Medieval and modern myths relating to the Faust legend have taken on more ambiguous and morally fraught interpretations. While many of these early myths of divine interplay featured characters who remained morally and spiritually upright, newer versions of this myth, such as Faust, offer characters that give into temptation and are refused salvation. The earliest versions of the Faust legend began appearing in chapbooks, cheaply produced books and pamphlets, in the sixteenth and seventeenth centuries in Europe. The books, based on what scholars to be a real doctor names Faust who lived in the sixteenth century, depicted a man who received magical powers after selling his soul to the Devil. In one of the most famous Faust stories, alluded to in Goethe’s Faust, Faust appears at Auerbach’s Cellar in Leipzig for drunken revelry with the tavern goers. At the end of the story, Faust flies away on a magic barrel of wine. In these early Faust tales, Faust gains great power while on Earth but is doomed to eternal damnation. The moral of the story is clear. One should be morally upright in this life in order to assure eternal comfort and salvation. Deals with the Devil only lead to future suffering.
The Faust legend has continued into the modern era in other forms as well. In modern American culture, one of the stories that best exemplifies the Faust archetype exists in American twentieth century music.
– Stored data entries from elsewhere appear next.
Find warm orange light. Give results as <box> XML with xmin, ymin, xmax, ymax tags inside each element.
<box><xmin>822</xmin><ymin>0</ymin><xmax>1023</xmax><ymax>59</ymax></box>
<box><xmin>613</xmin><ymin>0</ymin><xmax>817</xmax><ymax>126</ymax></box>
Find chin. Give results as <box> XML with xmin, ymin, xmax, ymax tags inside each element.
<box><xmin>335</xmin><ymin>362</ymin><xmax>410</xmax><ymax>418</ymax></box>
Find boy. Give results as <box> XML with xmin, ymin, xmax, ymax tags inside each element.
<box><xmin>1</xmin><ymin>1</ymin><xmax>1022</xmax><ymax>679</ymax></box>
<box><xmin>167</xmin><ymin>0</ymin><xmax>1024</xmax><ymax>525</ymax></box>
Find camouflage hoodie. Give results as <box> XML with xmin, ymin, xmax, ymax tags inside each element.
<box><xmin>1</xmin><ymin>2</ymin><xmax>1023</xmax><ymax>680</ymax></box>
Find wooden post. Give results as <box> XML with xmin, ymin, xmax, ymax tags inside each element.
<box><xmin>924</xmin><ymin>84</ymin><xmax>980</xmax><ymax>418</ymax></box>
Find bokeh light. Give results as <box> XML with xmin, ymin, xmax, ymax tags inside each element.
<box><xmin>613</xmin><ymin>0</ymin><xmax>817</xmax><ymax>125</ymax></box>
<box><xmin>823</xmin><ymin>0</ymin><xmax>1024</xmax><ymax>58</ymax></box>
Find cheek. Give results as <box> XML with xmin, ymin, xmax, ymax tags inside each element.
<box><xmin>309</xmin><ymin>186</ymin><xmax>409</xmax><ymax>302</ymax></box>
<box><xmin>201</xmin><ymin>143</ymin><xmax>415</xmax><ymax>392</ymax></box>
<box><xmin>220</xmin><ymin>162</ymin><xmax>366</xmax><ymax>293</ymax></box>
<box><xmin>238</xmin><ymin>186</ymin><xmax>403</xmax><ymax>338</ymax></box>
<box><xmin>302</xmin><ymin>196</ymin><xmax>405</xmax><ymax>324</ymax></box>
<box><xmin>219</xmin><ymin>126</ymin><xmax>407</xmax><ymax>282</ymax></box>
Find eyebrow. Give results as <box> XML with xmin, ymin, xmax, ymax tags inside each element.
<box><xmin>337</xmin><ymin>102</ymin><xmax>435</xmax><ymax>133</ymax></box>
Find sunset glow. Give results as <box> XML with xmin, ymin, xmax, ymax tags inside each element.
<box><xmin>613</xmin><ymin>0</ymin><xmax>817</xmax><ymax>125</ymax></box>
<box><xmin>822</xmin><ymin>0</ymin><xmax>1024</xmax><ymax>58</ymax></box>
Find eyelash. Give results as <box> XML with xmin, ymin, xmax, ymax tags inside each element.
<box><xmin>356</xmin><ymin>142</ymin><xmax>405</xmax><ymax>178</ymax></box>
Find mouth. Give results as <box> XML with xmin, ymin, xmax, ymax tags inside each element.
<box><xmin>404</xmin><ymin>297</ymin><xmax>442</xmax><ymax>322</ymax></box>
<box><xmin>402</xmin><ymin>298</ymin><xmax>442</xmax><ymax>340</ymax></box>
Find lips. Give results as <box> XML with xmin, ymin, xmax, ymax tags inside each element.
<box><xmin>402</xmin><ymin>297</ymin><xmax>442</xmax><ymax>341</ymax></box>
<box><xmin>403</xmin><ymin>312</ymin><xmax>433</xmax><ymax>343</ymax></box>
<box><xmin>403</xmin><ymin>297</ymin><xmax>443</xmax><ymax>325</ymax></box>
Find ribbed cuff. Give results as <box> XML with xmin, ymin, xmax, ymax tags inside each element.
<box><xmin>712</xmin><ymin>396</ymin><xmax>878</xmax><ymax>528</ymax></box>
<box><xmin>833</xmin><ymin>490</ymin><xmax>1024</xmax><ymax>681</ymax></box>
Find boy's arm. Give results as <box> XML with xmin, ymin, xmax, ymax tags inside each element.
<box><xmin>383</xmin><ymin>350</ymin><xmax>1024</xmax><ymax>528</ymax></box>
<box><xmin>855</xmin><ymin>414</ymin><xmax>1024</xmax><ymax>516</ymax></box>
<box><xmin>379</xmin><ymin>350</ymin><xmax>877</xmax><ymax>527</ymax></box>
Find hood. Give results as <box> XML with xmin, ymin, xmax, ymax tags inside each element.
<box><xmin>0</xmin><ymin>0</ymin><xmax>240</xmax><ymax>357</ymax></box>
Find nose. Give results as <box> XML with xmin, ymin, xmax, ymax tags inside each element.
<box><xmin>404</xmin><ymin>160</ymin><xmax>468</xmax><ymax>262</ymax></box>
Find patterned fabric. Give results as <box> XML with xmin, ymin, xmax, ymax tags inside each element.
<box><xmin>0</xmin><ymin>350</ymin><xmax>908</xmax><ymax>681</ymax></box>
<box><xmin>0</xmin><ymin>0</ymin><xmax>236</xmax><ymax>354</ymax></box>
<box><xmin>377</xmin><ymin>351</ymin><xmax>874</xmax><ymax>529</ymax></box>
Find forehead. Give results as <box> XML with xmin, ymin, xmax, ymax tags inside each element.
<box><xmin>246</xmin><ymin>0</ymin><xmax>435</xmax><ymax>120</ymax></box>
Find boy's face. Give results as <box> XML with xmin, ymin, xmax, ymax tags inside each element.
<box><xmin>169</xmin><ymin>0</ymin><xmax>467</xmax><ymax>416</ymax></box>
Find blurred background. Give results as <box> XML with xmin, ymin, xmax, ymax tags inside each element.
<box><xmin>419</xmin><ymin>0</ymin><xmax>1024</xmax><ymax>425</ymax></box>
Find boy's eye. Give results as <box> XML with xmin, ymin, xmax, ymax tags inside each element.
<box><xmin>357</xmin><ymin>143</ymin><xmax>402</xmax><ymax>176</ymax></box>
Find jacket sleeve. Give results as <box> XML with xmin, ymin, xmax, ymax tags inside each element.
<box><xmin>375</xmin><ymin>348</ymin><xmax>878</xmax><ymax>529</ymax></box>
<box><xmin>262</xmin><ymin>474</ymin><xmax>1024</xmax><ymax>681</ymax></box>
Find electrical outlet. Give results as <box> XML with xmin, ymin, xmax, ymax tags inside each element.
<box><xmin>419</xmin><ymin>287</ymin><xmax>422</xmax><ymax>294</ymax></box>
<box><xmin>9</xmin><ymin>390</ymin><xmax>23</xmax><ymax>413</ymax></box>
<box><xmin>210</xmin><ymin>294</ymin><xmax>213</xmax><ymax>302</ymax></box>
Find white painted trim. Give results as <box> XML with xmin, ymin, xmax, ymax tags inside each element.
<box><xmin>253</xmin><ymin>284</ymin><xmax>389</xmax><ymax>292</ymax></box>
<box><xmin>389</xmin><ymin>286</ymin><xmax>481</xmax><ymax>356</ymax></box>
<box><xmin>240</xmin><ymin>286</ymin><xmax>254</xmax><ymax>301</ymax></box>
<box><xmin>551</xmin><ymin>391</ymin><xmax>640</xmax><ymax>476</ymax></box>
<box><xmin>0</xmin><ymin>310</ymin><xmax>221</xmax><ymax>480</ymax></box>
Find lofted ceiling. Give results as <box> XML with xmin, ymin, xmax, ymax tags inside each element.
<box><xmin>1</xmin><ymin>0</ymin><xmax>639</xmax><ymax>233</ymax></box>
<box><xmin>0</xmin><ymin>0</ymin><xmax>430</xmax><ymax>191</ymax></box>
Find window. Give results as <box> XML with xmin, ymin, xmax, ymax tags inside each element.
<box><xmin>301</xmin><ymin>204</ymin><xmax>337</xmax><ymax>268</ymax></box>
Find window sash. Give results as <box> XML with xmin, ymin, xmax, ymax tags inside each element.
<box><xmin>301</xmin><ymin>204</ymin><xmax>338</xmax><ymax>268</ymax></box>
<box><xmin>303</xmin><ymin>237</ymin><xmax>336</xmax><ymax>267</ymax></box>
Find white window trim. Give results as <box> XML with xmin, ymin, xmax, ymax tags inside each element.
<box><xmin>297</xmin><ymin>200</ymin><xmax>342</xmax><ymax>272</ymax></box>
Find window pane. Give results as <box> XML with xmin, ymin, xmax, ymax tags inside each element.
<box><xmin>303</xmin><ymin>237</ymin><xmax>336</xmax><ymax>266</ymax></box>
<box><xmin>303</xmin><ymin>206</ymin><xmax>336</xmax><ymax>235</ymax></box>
Robert Johnson was one of the great bluesmen of the twentieth century and is credited with creating the modern form of the blues, an amalgamation of black gospel and spiritual music, combined with the sorrowful tales sung by slaves and black sharecroppers in the American South. Robert Johnson was so prolific at blues music, and his early death was such a great loss for the blues community, that legends and stories began to grow around him and his personality. The most famous legend concerns Johnson’s meeting with the Devil. The tale says that Johnson met the Devil at a Mississippi crossroads, and in exchange for being able to play blues music on his guitar, Johnson sold his soul to the devil. Only the devil could create music with such sorrow and controversial rhythm, and Johnson became the sacrifice for the creation of modern blues.
The legend of Robert Johnson, as well as numerous stories and tales with similar narratives and arcs, shows that the Faust legend has moved from a simple popular story in the late middle ages to an archetypal narrative that defines cultures other than the one out of which it originally grew. Goethe’s version of the Faust story, while more deeply infused with philosophical and literary culture than other versions of the legend, shows that the basic narrative of such stories resonates deeply with people in varied and diverse cultural contexts. The story survives and is recreated again and again.